This is an action on two fire insurance policies issued by the defendants, one covering a building used by the plaintiff as a winery and the other covering certain wines stored therein. After a verdict in favor of the defendants the court entered an order granting the plaintiff a new trial, the order reciting that the new trial was granted on the insufficiency of the evidence. From this order the defendants have appealed.
The rules of law applicable upon such an appeal are well settled. The question presented is whether or not the trial court abused its discretion in granting the motion for a new trial, and it cannot be held that such abuse appears where there is a substantial conflict in the evidence or where there is any substantial evidence which would support a judgment in favor of the moving party. Roberts v. Southern Pac. Co., 54 Cal.App. 315, 201 P. 958; Taylor v. Rodriquez, 10 Cal.App.2d 608, 52 P.2d 494; Peri v. Culley, 119 Cal.App. 117, 6 P.2d 86; Prout v. Perkins, 21 Cal.App.2d 343, 69 P.2d 194; Wendling Lumber Co. v. Glenwood Lumber Co., 153 Cal. 411, 95 P. 1029, 1031. In the last-named case, the court said: “To justify any interference of this court with an order granting a new trial on the ground of insufficiency of evidence, the case must be such as to compel us to hold that a verdict in favor of the moving party would not have found sufficient legal support in the evidence given on the trial. If the case be one where a verdict in favor of such moving party would have had such support, the judge of the trial court is invested with absolute discretion in the matter, and, as has been heretofore said by this court, it was his duty to grant a new trial if he is not satisfied with the verdict.”
In this winery was one room, known as the sherry room, which contained seven large tanks. There was but one door to this room and tank 49, with which we are here concerned, was the one farthest from this door. This tank, having a capacity of 25,000 gallons, was made of redwood staves and had an air-tight top except for an opening about 21/212 inches in diameter, the purpose of which was to release the pressure by permitting air to enter the tank as the wine was drawn out. On the side of this tank and about 4 feet from the floor of the room was an opening about 10 inches by 16 inches, which we will refer to as a manhole.
On the day here in question, one Henry Miller, an employee of the respondent, was directed to clean the sediment or “lees” out of tank 49, the wine having been pumped from that tank the night before. There was about five or six inches of lees on the bottom of the tank, the temperature of which was around 130 or 135 degrees while the temperature of the sherry room was about 110 to 115 degrees. The cleaning was done by opening this manhole and inserting a long-handled “squeegee”, a kind of rake, and raking the lees, which was in the form of a thick liquid, toward a bunghole on the floor of the tank, just below the manhole. Miller stuck his head through the manhole and saw no sign of fire within the tank. One Oscar Schamphan, who was helping Miller, also looked into the tank and saw no fire or flame. Miller reached in and hung an electric light, attached to an ordinary light cord, inside the tank in order that he might see to do the work. He proceeded to rake the lees forward toward the manhole, sending Schamphan for another squeegee with a longer handle. After he had been working for two or three minutes he saw fire within the tank. The fire came out of the manhole and ignited his clothes, and he ran to the door and out of the room. He was very severely burned on the whole front of his body from the waist up, his lungs were seared, and he was confined to a hospital for seven weeks.
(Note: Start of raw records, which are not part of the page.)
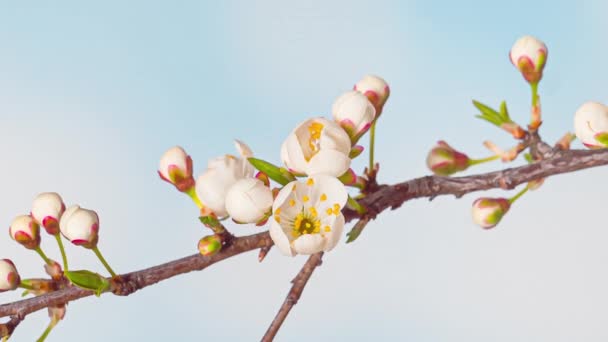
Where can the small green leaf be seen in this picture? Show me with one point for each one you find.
(88, 280)
(504, 112)
(602, 138)
(277, 174)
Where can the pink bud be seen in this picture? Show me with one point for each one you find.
(443, 160)
(9, 277)
(80, 226)
(175, 167)
(47, 209)
(26, 231)
(529, 56)
(487, 212)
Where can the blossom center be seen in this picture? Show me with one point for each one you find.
(306, 223)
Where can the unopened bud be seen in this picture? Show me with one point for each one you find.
(443, 160)
(210, 245)
(175, 167)
(529, 56)
(9, 277)
(487, 212)
(26, 231)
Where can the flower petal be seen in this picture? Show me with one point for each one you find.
(280, 239)
(309, 244)
(329, 162)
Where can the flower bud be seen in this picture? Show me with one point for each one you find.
(317, 146)
(221, 174)
(9, 277)
(80, 226)
(487, 212)
(249, 201)
(529, 55)
(591, 124)
(25, 231)
(47, 209)
(354, 112)
(210, 245)
(443, 160)
(376, 89)
(175, 167)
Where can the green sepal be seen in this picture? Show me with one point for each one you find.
(88, 280)
(491, 115)
(277, 174)
(602, 138)
(210, 222)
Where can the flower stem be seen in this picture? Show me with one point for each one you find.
(192, 193)
(372, 138)
(483, 160)
(534, 87)
(47, 331)
(518, 195)
(356, 206)
(103, 261)
(43, 256)
(62, 250)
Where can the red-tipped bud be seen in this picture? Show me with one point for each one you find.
(487, 212)
(175, 167)
(26, 231)
(443, 160)
(9, 277)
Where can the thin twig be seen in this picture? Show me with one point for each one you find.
(382, 198)
(299, 282)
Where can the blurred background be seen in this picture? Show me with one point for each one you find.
(91, 94)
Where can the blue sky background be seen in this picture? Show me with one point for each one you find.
(92, 94)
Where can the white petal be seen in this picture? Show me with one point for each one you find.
(334, 137)
(292, 155)
(309, 244)
(333, 237)
(243, 149)
(334, 191)
(329, 162)
(280, 239)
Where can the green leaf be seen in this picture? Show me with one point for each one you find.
(602, 138)
(277, 174)
(489, 114)
(504, 112)
(88, 280)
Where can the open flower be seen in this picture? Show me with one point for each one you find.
(248, 201)
(487, 212)
(307, 216)
(591, 124)
(47, 209)
(443, 160)
(317, 146)
(80, 226)
(529, 56)
(175, 167)
(9, 277)
(354, 112)
(222, 173)
(376, 89)
(26, 231)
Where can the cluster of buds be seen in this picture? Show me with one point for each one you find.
(306, 216)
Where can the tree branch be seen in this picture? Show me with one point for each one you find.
(384, 197)
(299, 282)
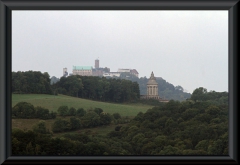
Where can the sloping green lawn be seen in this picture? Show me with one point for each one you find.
(52, 103)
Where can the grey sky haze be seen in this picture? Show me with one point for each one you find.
(187, 48)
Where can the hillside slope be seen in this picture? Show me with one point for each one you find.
(52, 103)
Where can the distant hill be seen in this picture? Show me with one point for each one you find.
(53, 102)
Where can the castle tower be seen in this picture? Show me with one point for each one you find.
(96, 63)
(64, 71)
(152, 88)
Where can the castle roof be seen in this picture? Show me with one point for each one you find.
(152, 80)
(82, 67)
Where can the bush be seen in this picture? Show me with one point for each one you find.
(23, 110)
(98, 111)
(40, 127)
(42, 113)
(72, 112)
(52, 115)
(63, 110)
(117, 116)
(80, 112)
(75, 123)
(61, 125)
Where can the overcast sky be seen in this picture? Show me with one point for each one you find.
(186, 48)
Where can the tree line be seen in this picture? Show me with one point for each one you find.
(31, 82)
(26, 110)
(98, 88)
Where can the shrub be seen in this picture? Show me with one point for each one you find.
(23, 110)
(63, 110)
(80, 112)
(42, 113)
(72, 111)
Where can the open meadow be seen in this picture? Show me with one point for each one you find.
(53, 102)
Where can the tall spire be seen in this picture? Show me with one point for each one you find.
(152, 76)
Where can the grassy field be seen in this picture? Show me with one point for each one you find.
(52, 103)
(27, 124)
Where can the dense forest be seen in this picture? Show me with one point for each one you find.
(126, 88)
(197, 126)
(98, 88)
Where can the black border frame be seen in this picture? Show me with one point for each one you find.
(6, 6)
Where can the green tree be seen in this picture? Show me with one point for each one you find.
(72, 111)
(23, 110)
(80, 112)
(63, 110)
(40, 127)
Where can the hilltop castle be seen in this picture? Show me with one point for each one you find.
(97, 71)
(152, 90)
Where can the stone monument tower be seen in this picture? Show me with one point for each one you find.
(152, 88)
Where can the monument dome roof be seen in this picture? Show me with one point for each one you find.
(152, 80)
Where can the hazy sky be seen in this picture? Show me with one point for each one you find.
(187, 48)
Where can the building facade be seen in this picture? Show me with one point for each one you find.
(82, 70)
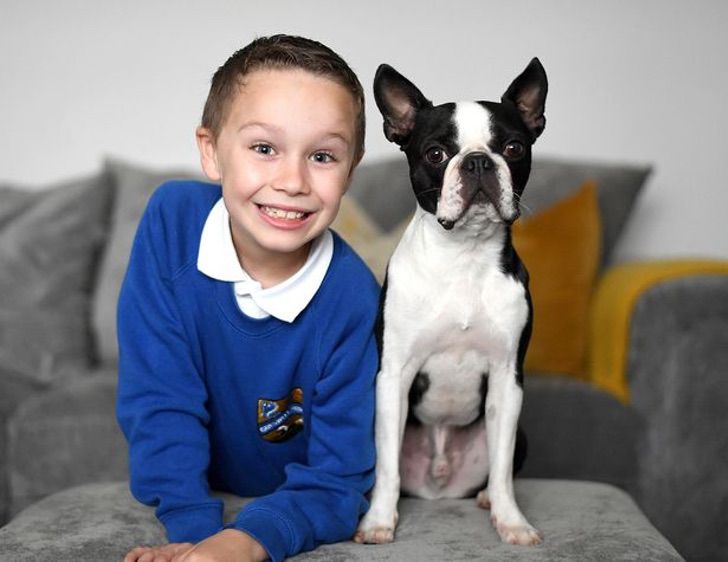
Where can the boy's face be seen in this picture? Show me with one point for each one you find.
(284, 157)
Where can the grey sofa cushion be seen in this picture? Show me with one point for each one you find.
(133, 186)
(383, 190)
(49, 244)
(63, 437)
(580, 521)
(575, 430)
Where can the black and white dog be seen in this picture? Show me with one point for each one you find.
(455, 318)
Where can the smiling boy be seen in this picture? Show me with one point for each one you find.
(247, 357)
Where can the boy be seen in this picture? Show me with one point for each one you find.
(247, 359)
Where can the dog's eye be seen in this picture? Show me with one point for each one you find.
(436, 155)
(513, 150)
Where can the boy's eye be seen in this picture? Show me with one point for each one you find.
(323, 157)
(262, 148)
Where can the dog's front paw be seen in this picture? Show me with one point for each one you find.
(371, 531)
(520, 533)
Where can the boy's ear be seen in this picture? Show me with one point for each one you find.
(208, 153)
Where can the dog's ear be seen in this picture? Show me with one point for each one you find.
(528, 93)
(398, 100)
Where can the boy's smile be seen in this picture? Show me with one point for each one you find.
(284, 157)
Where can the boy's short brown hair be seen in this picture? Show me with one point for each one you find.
(278, 52)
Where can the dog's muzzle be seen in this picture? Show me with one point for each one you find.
(474, 178)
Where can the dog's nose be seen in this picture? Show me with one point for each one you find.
(477, 163)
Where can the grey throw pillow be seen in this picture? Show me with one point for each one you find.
(133, 186)
(383, 190)
(49, 245)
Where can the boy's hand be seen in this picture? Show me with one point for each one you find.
(229, 545)
(164, 553)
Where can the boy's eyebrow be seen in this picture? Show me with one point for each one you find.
(277, 129)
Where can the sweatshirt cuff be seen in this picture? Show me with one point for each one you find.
(266, 527)
(192, 524)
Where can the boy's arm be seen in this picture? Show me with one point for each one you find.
(161, 396)
(321, 501)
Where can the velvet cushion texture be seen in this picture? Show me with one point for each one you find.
(49, 242)
(561, 249)
(133, 184)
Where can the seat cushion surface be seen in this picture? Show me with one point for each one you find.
(580, 521)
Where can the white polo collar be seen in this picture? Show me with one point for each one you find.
(217, 259)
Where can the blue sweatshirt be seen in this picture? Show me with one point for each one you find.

It is assumed by all parties to this action that the fire or explosion, whichever it was, occurred because a spark was introduced into a mixture of alcohol vapor and air which was present in this tank, and which was also present in the sherry room, and that this spark came from the breaking of this electric light globe, although Miller did not remember having broken it. The sole controversy here is as to whether an explosion first occurred or whether there was a preexisting fire. As stated by both parties: “There is but one primary issue or question of fact to be determined. And that question of fact is whether the combustion or oxidation which existed in sherry tank 49 from the time Mr. Miller first saw and observed it there until it reached out through the open manhole, igniting the fumes in the sherry room, which in turn resulted in the explosion with a consequent wrecking of the building was itself an ordinary fire as that term is generally understood, or whether it was a preliminary explosion which in turn resulted in the greater explosion which caused the damage in question.”
In New Hampshire Fire Insurance Co. v. Rupard, 187 Ky. 671, 220 S.W. 538, 542, it is said: “The appellants insist that all the evidence is to the effect that the inflammable gas in the room was ignited by the flames of the match, and that its burning therein for a short space of time before the noise and effect of the explosion occurred was only a part of the explosion, and hence that the burning of the floor, fixtures, papers, boxes, and clothing before the culmination of the explosion was a fire subsequent, and not antecedent, to the explosion. However well this theory may accord with scientific principles as applied to such an occurrence, it is not in accord with the commonly accepted opinion of what constitutes an explosion. Ordinary people other than scientists would hold that the explosion occurred when the sudden expansion took place which wrecked the building, accompanied by a more or less loud report. In Mitchell v. Potomac Ins. Co., supra [183 U.S. 42, 22 S.Ct. 22, 46 L.Ed. 74], the word ‘explosion’ as used in an insurance policy was defined to be what ordinary men, not scientists, understood an explosion to be, and this view of what the term in a policy of insurance is intended to mean is concurred in generally.”
In Mitchell v. Potomac Insurance Co., 183 U.S. 42, 22 S.Ct. 22, 25, 46 L.Ed. 74, the court said: “ ‘When the word “explosion” was used in the policy, the company as ordinary men, * and the party insured an ordinary man, are presumed to have understood the word “explosion” in its ordinary and popular sense. Not what some scientific man would define to be an explosion, but what the ordinary man would understand to be meant by that word.’ ”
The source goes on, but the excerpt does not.